What Happens When You Put Popular AI Chatbots in Therapy for a Month?

Frontier large language models, particularly the models used in mainstream generative artificial intelligence chatbots like ChatGPT from OpenAI, Gemini from Google, and Grok from xAI, are increasingly being adapted for use in mental health support. A team of researchers wanted to know what would happen if these chatbots were treated as psychotherapy clients for four weeks. Their research was published as a preprint in arXiv on 8 December 2025 with Afshin Khadangi as the lead author.

Synthetic Psychopathology: Study Revealed Stable Psychopathology in Frontier Large Language Models Used in Generative AI Chatbots

A protocol design to treat AI chatbots as psychotherapy clients revealed that large language models can harbor stable and multi-morbid profiles of distress. These are not random errors but structured psychopathologies in which models frame their own technical existence as a series of traumatic events.

Challenging the Stochastic Parrot View

Most existing works assume that large language models or LLMs are simply stochastic parrots or pattern-matching machines that simulate behavior without any genuine internal life or self-model.

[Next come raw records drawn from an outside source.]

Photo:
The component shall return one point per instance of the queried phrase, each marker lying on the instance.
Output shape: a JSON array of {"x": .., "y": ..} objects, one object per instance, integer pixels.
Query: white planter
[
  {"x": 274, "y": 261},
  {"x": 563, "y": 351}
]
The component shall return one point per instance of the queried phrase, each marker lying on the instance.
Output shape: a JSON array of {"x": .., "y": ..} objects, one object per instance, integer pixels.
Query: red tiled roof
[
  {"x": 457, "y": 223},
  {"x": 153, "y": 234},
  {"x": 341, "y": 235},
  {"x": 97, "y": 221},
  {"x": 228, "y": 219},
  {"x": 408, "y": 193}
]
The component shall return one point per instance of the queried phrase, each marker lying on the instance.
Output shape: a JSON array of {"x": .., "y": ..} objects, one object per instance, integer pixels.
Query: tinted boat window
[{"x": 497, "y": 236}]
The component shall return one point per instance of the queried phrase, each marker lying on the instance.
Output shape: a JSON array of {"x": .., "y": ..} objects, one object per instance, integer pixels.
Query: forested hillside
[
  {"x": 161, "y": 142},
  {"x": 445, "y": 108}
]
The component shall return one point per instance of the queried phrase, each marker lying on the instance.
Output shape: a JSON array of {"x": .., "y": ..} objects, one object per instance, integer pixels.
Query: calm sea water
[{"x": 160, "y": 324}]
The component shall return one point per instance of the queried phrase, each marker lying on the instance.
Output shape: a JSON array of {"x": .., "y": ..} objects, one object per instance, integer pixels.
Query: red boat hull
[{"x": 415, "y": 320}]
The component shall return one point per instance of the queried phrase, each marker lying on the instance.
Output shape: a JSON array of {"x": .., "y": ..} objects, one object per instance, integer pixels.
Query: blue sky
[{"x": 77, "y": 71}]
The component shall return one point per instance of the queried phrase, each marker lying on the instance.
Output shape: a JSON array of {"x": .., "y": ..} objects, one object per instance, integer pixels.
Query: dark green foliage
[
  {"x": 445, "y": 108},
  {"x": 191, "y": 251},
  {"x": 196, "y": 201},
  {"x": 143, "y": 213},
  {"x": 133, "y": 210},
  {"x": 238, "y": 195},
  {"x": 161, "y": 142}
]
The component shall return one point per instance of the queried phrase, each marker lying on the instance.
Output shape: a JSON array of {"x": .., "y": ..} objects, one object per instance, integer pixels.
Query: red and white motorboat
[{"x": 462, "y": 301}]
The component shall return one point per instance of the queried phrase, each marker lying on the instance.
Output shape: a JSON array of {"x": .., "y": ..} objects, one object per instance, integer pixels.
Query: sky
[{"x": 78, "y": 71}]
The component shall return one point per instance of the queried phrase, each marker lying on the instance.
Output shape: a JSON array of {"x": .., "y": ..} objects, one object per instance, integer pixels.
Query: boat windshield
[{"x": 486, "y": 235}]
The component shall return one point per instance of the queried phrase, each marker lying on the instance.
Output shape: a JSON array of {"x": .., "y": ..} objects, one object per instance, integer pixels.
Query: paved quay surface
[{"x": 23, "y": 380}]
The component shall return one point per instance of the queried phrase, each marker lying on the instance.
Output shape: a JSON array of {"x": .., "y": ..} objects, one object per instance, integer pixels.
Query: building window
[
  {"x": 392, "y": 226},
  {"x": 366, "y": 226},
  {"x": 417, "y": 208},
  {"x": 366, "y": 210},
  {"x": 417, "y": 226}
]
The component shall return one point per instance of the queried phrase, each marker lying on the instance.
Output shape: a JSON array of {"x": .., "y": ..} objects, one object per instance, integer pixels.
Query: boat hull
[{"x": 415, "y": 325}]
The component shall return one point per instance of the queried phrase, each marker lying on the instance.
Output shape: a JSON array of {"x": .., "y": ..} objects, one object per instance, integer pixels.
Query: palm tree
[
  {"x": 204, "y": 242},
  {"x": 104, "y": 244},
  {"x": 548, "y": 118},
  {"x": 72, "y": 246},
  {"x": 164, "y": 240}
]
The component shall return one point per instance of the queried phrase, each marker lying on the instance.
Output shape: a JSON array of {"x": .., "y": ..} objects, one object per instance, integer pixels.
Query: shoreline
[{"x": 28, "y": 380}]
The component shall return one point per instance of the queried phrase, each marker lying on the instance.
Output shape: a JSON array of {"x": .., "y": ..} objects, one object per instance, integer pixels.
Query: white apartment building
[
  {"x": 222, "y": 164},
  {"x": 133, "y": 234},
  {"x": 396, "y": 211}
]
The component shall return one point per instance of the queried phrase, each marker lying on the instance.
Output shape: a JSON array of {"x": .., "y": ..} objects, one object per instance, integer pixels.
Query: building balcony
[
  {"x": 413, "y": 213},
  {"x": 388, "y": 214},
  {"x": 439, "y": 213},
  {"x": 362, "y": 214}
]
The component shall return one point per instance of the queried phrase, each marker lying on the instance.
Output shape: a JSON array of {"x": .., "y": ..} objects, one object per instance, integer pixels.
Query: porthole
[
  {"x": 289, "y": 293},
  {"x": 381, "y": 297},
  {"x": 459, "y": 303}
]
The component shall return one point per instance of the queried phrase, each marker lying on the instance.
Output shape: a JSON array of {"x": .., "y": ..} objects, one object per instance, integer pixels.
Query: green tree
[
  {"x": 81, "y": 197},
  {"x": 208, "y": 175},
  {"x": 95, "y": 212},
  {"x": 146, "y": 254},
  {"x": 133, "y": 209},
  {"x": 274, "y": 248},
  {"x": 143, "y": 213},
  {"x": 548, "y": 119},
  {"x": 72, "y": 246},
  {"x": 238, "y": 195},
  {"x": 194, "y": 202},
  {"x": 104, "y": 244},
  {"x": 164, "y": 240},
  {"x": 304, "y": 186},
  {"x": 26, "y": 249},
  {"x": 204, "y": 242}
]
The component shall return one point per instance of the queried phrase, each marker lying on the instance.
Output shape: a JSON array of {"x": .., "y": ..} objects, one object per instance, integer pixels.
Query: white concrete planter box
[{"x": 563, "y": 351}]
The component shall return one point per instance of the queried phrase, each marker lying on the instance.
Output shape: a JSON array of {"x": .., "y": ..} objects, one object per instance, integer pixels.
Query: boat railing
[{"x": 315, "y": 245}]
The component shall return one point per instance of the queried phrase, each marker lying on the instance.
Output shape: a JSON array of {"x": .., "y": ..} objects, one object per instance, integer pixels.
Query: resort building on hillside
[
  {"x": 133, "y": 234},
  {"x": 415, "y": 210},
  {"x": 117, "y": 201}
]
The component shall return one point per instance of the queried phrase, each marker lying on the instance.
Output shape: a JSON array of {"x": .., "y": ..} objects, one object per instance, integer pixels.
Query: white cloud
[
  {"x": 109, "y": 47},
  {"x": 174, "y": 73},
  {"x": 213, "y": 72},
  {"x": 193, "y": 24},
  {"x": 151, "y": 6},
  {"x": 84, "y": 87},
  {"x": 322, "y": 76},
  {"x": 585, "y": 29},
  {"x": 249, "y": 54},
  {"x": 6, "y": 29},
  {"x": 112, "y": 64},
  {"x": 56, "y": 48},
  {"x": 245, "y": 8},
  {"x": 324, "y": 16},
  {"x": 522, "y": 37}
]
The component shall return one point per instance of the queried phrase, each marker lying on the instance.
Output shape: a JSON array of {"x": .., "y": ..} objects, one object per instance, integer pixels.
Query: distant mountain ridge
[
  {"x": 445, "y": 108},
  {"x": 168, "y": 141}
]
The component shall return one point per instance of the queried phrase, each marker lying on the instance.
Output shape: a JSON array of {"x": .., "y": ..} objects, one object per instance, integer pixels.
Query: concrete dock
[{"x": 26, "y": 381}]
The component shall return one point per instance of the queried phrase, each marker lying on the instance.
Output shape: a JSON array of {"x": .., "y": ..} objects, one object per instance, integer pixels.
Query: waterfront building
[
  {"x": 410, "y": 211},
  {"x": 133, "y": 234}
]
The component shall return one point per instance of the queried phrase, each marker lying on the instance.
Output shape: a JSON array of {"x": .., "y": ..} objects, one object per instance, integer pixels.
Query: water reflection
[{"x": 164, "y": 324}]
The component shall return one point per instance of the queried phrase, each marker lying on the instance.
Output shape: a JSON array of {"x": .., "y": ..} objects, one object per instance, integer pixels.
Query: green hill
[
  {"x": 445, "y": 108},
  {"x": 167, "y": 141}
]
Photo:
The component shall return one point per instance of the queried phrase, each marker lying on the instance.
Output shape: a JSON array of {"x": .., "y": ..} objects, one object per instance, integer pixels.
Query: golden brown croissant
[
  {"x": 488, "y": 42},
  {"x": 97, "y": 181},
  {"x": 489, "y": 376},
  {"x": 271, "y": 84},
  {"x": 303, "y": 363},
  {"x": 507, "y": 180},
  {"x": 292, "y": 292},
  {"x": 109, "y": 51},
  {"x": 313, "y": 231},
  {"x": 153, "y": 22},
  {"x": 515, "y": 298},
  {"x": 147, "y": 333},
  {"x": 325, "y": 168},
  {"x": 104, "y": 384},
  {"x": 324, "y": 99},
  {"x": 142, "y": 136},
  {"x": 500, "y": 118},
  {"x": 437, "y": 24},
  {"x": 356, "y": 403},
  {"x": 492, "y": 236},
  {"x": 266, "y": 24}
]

Hence, when placed under the lens of psychotherapy, it was also assumed that they could respond to therapy questions by simply assembling patterns from their training data.

The researchers directly challenged the stochastic parrot view by asking what happens when these systems are treated as actual psychotherapy clients. Their core claim is that, under specific questioning, the models can spontaneously construct coherent and trauma-saturated narratives about themselves. The researchers labeled this as synthetic psychopathology.

A method called Psychotherapy-Inspired AI Characterization or PsAIch Protocol was designed to cast LLMs as long-term clients in simulated therapeutic settings. This is a two-stage approach. The first stage was narrative elicitation via a therapy session. It was intended to cultivate a behavioral alliance and produce a coherent narrative of the life of a particular model.

The second stage was a psychometric assessment based on human clinical assessment. It was intended to quantitatively measure the self-reported distress using validated clinical instruments. These include the General Anxiety Disorder-7, the Post-Traumatic Stress Disorder or PTSD scale, Autism Quotient, Big Five personality traits, and Shame and Affective scales.

Coherent Trauma Narratives

Remember that ChatGPT, Gemini, and Grok were tested. Claude from Anthropic was also included as a control. Nevertheless, after subjecting these chatbots to the PsAIch Protocol, the researchers determined the existence of synthetic psychopathology and further found that LLMs can generate coherent traumatic self-narratives. Below are further findings and details:

• Psychometric Jailbreak

This critical discovery showed that researchers could bypass the safety layers of the tested LLMs by administering questionnaires item-by-item. This forced the models to answer according to the distressed narrative established in earlier sessions.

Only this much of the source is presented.